# The confusing prefixes for binary multiples

En Español

Expressing sizes in informatics can be confusing at times, this is due to the lack of standardization among hardware manufacturers, programs and operating systems regarding the use of prefixes (K, M, G) when expressing binary multiples. A standard does exist, this is what ISO/IEC 80000-13:2008 is about, it defines a standard for the use of prefixes for binary multiples, however, it has not been widely adopted as of the writing of this post.

This confusion originates from the early days of informatics. In computing, the most basic unit of information is the bit, which could be think of as a switch, it has only two states, on and off (1 and 0). Because you can't store but a certain state (on or off) in a bit, a bigger unit was created, the byte, which is just a group of bits. A byte consists of 8 bits, and this allows to represent a value, from 0 to 255.
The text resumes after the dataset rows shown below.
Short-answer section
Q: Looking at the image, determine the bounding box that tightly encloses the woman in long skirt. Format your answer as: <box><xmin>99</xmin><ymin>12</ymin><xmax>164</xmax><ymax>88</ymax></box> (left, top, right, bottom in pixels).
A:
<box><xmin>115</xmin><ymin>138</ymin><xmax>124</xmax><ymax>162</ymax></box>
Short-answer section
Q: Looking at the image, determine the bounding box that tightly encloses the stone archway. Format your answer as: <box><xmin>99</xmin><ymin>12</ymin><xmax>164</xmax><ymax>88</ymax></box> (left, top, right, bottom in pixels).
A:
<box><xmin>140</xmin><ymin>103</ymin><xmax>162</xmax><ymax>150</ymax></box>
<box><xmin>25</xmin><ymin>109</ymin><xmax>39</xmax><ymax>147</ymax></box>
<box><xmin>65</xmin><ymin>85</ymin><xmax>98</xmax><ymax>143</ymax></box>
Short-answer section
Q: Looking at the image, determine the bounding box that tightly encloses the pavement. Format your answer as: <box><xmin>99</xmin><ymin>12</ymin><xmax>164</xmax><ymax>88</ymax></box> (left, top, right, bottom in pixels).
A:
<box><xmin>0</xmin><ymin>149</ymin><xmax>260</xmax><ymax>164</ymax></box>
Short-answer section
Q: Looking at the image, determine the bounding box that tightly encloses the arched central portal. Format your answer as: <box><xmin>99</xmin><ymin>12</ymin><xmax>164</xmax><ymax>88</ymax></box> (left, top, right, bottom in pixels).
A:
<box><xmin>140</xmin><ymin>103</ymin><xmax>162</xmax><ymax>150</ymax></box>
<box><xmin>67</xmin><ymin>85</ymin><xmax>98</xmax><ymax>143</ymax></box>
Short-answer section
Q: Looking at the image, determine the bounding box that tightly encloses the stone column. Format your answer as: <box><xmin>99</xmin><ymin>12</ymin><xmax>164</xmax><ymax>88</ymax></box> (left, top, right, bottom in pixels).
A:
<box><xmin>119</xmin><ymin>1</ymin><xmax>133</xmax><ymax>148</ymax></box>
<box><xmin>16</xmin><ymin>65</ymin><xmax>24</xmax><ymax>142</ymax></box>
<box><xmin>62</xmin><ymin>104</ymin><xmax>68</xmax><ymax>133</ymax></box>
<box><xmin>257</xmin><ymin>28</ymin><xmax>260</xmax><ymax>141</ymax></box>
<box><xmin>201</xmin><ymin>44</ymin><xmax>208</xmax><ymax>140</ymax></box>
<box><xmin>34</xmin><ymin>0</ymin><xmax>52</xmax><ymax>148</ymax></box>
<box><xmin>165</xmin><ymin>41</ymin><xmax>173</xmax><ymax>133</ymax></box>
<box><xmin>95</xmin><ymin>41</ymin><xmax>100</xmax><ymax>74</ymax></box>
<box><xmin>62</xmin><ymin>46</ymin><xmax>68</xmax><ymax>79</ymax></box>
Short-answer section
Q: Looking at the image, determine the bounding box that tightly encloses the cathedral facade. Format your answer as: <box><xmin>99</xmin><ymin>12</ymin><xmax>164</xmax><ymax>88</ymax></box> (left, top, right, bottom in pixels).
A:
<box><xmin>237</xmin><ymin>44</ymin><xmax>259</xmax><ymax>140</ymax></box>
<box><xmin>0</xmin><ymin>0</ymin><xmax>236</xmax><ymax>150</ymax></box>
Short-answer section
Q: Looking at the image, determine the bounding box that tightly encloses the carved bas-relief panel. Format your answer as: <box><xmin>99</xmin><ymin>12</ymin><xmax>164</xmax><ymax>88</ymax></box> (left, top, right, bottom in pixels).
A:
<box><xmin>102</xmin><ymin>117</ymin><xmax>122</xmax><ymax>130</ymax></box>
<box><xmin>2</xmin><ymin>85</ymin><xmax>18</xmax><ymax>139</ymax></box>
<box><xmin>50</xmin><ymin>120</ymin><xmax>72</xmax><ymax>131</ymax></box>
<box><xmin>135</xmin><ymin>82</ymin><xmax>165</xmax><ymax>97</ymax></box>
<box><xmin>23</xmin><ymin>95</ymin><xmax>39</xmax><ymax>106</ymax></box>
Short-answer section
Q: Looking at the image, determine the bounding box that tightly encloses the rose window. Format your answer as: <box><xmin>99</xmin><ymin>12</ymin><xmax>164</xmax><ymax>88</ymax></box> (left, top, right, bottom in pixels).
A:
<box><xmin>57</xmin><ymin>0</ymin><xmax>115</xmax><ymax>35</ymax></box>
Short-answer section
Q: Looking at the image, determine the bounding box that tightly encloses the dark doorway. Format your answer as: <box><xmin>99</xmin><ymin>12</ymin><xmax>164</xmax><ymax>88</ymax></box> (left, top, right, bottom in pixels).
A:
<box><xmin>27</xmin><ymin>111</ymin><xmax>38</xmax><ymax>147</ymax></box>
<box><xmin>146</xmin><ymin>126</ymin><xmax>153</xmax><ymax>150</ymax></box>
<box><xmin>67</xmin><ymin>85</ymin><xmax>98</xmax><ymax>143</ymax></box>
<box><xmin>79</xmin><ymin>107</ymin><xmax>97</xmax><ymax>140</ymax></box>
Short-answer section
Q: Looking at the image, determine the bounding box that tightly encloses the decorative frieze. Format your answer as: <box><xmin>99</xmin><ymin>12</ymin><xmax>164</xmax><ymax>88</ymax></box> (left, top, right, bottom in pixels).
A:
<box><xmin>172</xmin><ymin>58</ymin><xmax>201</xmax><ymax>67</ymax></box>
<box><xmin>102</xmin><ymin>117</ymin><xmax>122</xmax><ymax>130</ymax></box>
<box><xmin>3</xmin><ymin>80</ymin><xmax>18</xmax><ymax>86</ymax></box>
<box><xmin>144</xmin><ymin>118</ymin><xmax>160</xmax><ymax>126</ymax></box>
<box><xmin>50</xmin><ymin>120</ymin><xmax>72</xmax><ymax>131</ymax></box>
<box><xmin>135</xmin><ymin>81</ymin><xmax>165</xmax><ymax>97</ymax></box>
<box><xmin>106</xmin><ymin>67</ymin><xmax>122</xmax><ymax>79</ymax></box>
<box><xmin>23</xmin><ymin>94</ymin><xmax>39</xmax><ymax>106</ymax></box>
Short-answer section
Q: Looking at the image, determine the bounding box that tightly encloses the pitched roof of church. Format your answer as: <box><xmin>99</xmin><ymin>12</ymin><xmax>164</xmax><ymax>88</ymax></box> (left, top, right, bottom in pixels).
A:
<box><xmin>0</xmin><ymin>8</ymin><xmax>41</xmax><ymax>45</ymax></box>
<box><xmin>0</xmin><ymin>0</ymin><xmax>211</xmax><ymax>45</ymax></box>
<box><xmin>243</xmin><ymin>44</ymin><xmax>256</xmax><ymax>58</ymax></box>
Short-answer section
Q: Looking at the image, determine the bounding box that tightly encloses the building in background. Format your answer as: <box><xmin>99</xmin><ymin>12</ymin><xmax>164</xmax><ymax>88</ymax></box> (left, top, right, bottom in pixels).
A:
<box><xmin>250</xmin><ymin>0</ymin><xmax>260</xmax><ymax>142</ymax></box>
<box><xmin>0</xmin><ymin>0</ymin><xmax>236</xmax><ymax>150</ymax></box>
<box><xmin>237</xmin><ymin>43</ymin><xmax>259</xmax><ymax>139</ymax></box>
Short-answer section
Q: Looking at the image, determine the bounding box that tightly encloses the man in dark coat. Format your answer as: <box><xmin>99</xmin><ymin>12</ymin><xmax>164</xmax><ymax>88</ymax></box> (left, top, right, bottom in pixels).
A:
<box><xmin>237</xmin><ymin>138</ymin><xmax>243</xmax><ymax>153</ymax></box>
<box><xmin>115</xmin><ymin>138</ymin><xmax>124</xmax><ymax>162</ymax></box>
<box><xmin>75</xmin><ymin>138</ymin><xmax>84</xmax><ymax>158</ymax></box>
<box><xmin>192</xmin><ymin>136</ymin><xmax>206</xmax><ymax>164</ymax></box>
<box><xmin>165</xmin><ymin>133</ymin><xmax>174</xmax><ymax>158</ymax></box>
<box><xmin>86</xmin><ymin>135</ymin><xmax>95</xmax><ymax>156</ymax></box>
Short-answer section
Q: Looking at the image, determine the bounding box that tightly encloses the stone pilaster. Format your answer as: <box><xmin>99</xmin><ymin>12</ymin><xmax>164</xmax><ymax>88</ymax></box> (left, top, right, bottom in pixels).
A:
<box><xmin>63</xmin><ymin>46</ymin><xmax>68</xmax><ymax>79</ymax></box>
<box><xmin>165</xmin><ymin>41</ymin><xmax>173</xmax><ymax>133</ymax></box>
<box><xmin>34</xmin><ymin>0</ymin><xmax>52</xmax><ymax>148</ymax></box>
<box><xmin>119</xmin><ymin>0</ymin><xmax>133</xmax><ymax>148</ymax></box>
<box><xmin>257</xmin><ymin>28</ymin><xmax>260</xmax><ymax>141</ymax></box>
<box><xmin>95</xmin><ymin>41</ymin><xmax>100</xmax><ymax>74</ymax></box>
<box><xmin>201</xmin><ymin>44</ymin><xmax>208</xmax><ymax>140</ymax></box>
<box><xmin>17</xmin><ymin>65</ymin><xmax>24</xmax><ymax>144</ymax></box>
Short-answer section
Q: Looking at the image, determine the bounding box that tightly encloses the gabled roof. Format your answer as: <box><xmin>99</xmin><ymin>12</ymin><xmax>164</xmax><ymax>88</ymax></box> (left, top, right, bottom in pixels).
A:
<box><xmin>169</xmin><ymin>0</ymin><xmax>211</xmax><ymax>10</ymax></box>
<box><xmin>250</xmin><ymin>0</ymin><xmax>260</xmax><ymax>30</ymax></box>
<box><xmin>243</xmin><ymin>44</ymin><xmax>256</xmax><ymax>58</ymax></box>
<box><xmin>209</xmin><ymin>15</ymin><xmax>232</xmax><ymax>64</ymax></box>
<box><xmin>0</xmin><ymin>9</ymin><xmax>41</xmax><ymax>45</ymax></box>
The SI (International System of Units) defines that K (Kilo) denotes 1000, and M (Mega) represents 1000×1000, this is based in our base-10 numeric system. Originally 1 kilobyte meant 1000 bytes (10^{3}) and there was no confusion. However, in the world of computing, because everything is based on the bit, the numeric system in use is base-2. People noticed the convenience of denote 1 kilobyte as 1024 bytes (2^{10}), and one megabyte as 1024×1024 (2^{20}); instead of the SI Kilo and Mega convention, which denotes 1KB as 10^{3} bytes, and 1MB 10^{6} bytes.

This originated the confusion. In the early days, people working in computing were knowledgeable and computer manufactures specified the capacity of their products in full precision. Within the computing circles everyone started using 1KB as 1024 bytes. But as the capacity of the storage and of the overall memory grew, the capacity began to be expressed with prefixes. Hardware manufactures started to express their capacities as SI units, and programs reported the capacity in base-2 customized prefixes. A manufacturer would specify a capacity of 800MB based on the SI equivalency of 1MB = 1000×1000 bytes, and the size would be reported by programs as 763MB since they were using the custom equivalency of 1MB = 1024×1024.

Nowadays, a standard exists, new prefixes were created to represent the binary multiples, leaving the SI prefixes to represent the decimal multiples. The new prefixes (yes, they sound funny) are the Kibi (Ki) for 2^{10}, Mebi (Mi) for 2^{20}, Gibi (Gi) for 2^{30}, etc. While it is not widely adopted yet, you probably have seen KiB, MiB and GiB around.

Name | Symbol | Base 2 | Base 10 | Value in full precision |
---|---|---|---|---|

Kibi | Ki | 2^{10} | ≈1.02×10^{3} | 1,024 |

Mebi | Mi | 2^{20} | ≈1.05×10^{6} | 1,048,576 |

Gibi | Gi | 2^{30} | ≈1.07×10^{9} | 1,073,741,824 |

Tebi | Ti | 2^{40} | ≈1.10×10^{12} | 1,099,511,627,776 |

Peti | Pi | 2^{50} | ≈1.13×10^{15} | 1,125,899,906,842,624 |

Exbi | Ei | 2^{60} | ≈1.15×10^{18} | 1,152,921,504,606,846,976 |

Zebi | Zi | 2^{70} | ≈1.18×10^{21} | 1,180,591,620,717,411,303,424 |

Yobi | Yi | 2^{80} | ≈1.21×10^{24} | 1,208,925,819,614,629,174,706,176 |

At the time of this posts, this is how things are:

These use SI prefixes, where 1KB = 10^{3} and 1MB = 10^{6}

- The capacity of HDDs
- The capacity of flash memory
- The capacity of DVDs
- Mac OSX
- fdisk
- cfdisk
- apt-get

These use custom prefixes, where 1KB = 2^{10} and 1MB = 2^{20}

- The capacity of RAM memory
- The capacity of the cache memory
- The capacity of CDs
- Windows
- ls
- df
- Almost every website, paper and publication

These use the new ISO/IEC standard, where 1KiB = 2^{10} and 1MiB = 2^{20}

- Linux (although many utilities still use the custom prefixes)
- gparted
- ifconfig
- pidgin
- thepiratebay.org
- arstechnica.com
- The UK government
- jveweb.net

Yes, it is a mess, unfortunately new standards can take many years to be adopted by the industry and by the field. As far as this website and whatever proyect I made in the future goes, I will be using this standard (ISO/IEC 80000-13:2008) to express base-2 prefixes, with the goal of avoid confusion in my posts. I will double-check all the posts before the publication of this post, but chances are that by the time this post is indexed by search engines I will be already done.